Deaf-as-a-door-nail, hearing aid batteries constantly squealing or dying or resting comfortably in the breast pocket of his plaid wash-and-wear shirt, he monopolized conversations so that he would know what was going on. That works well until your audience hits second grade or so; after that, it becomes a full fledged "Herb Attack."

I know this because I have been guilty of them, myself.

His tales were fascinating.  If the facts weren't really facts, well, they should have been.  He went to City College with Richard Feynman.  He lived down the block from Jonas Salk. He knew every cobblestone, every cornerstone, every brick and street sign in Manhattan.  Serving as tour guide in The Big Apple made him about as happy as anything else I can imagine... and I've been sitting here thinking about it for a while.

Surrounded by his grandchildren-of-a-certain-age, those who were sentient but not yet sarcastic, he could sit for hours, regaling them with stories about the chickens they raised in the backyard on Hessler Avenue; about the boat he and his brothers built one summer... the boat that almost floated; about the time it rained frogs; and about all the times he got into trouble at school, because he just wouldn't stay still.

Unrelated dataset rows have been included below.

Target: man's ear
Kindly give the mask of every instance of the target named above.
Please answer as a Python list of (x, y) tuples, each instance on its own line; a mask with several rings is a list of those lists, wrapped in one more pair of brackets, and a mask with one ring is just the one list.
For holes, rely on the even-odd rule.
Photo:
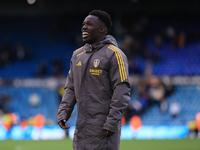
[(106, 30), (105, 30), (105, 28), (103, 28), (103, 27), (99, 29), (99, 32), (100, 32), (101, 34), (105, 33), (105, 31), (106, 31)]

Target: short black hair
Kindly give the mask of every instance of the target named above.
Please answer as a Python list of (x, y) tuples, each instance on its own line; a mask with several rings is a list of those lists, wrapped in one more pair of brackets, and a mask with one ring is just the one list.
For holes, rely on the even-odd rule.
[(110, 15), (107, 12), (95, 9), (91, 11), (89, 15), (98, 17), (106, 25), (107, 29), (110, 30), (112, 26), (112, 21)]

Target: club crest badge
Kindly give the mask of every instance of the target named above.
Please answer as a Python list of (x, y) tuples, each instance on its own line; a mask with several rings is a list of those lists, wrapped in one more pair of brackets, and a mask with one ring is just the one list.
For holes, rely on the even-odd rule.
[(100, 63), (100, 60), (98, 60), (98, 59), (95, 59), (94, 60), (94, 67), (96, 68), (98, 65), (99, 65), (99, 63)]

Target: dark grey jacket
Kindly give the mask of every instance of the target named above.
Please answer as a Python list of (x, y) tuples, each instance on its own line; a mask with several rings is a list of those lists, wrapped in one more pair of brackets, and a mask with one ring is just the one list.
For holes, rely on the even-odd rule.
[[(74, 150), (118, 150), (121, 118), (130, 100), (127, 57), (107, 35), (74, 51), (70, 68), (58, 122), (68, 120), (77, 103)], [(105, 129), (113, 136), (106, 138)]]

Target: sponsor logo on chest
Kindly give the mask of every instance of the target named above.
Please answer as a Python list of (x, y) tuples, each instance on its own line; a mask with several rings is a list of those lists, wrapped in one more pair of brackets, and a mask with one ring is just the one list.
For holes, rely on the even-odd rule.
[[(93, 62), (93, 65), (95, 68), (97, 68), (99, 66), (100, 60), (99, 59), (95, 59)], [(100, 69), (90, 69), (90, 73), (92, 75), (100, 75), (102, 73), (102, 70)]]

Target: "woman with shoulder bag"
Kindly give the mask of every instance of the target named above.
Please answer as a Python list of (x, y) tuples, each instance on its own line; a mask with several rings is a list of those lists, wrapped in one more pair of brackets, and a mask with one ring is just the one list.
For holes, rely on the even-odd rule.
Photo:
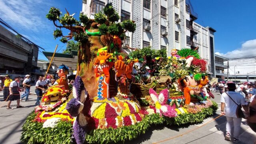
[[(238, 138), (240, 134), (240, 125), (242, 118), (244, 118), (241, 108), (242, 106), (248, 112), (247, 103), (242, 95), (235, 92), (236, 84), (234, 83), (228, 84), (228, 91), (221, 95), (221, 114), (226, 115), (227, 118), (226, 124), (226, 133), (225, 139), (232, 140), (237, 143), (240, 142)], [(242, 105), (242, 106), (241, 106)], [(231, 133), (234, 127), (234, 135)], [(231, 139), (232, 136), (233, 139)]]

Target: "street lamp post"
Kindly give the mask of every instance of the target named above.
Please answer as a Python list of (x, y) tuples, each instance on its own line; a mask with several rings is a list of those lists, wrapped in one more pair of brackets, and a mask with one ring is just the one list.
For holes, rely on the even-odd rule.
[(247, 82), (249, 82), (249, 74), (250, 74), (255, 72), (256, 72), (256, 70), (251, 72), (247, 72)]

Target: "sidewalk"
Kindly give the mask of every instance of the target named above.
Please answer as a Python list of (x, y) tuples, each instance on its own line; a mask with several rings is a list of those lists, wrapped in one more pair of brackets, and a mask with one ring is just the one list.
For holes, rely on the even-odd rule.
[[(21, 127), (30, 113), (35, 107), (37, 96), (35, 93), (35, 86), (32, 86), (28, 97), (29, 101), (20, 102), (20, 105), (24, 107), (16, 108), (17, 102), (12, 102), (12, 110), (6, 110), (7, 102), (0, 102), (0, 144), (19, 144)], [(0, 99), (3, 98), (3, 92), (0, 92)]]
[[(20, 138), (22, 132), (21, 127), (28, 115), (34, 109), (36, 99), (34, 93), (35, 86), (30, 89), (32, 95), (29, 96), (29, 102), (20, 102), (24, 108), (6, 110), (6, 106), (0, 108), (0, 144), (20, 144)], [(218, 104), (216, 114), (206, 119), (202, 124), (182, 126), (166, 126), (164, 124), (152, 126), (144, 134), (140, 134), (138, 138), (125, 144), (152, 144), (159, 142), (177, 135), (183, 134), (189, 130), (200, 126), (218, 116), (220, 113), (220, 96), (219, 93), (213, 92), (215, 98), (212, 100)], [(2, 92), (0, 92), (0, 99), (3, 98)], [(3, 102), (0, 102), (0, 106)], [(6, 106), (6, 102), (5, 103)], [(12, 102), (11, 106), (16, 108), (16, 101)], [(239, 137), (241, 142), (238, 144), (253, 144), (256, 142), (256, 133), (252, 131), (243, 119), (242, 130)], [(231, 142), (224, 140), (226, 118), (224, 116), (213, 121), (195, 131), (182, 136), (167, 140), (161, 144), (232, 144)]]

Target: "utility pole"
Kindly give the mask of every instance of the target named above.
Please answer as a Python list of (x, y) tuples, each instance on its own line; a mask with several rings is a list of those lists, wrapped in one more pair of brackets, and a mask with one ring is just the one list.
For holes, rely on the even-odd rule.
[(228, 69), (229, 68), (229, 65), (228, 64), (228, 76), (227, 77), (227, 79), (228, 82)]
[(236, 83), (236, 66), (234, 66), (234, 70), (235, 72), (235, 84)]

He probably deserved a diagnosis or medication; born in 1916, he was "just being Herbert." He continued being just himself, sui generis as I called him in the obituary I wrote for the New York Times, until the very end.

He died at home, between the first and second commercial of the 10 o'clock episode of Law and Order on the Saturday night before Thanksgiving.  There's some confusion about the date, since the hospice nurse didn't get there to sign the death certificate until early Sunday morning.  Like his birthday, I need cues to keep the date straight.  Like most things Daddooooo related, this is not now nor has it ever been easy.

The funeral home attendants gave her a moment in the hallway before they wheeled him out the front door.  G'ma leaned over, kissed him, and then admonished him, one last time: "Behave yourself, Herbert!  Don't give them any trouble."  The paramedics were bemused.  My mother looked right back at them.  "If you'd known him, you'd understand."

Happy Birthday, Herb, you strange and singular father of mine.  Happy Birthday to YOU!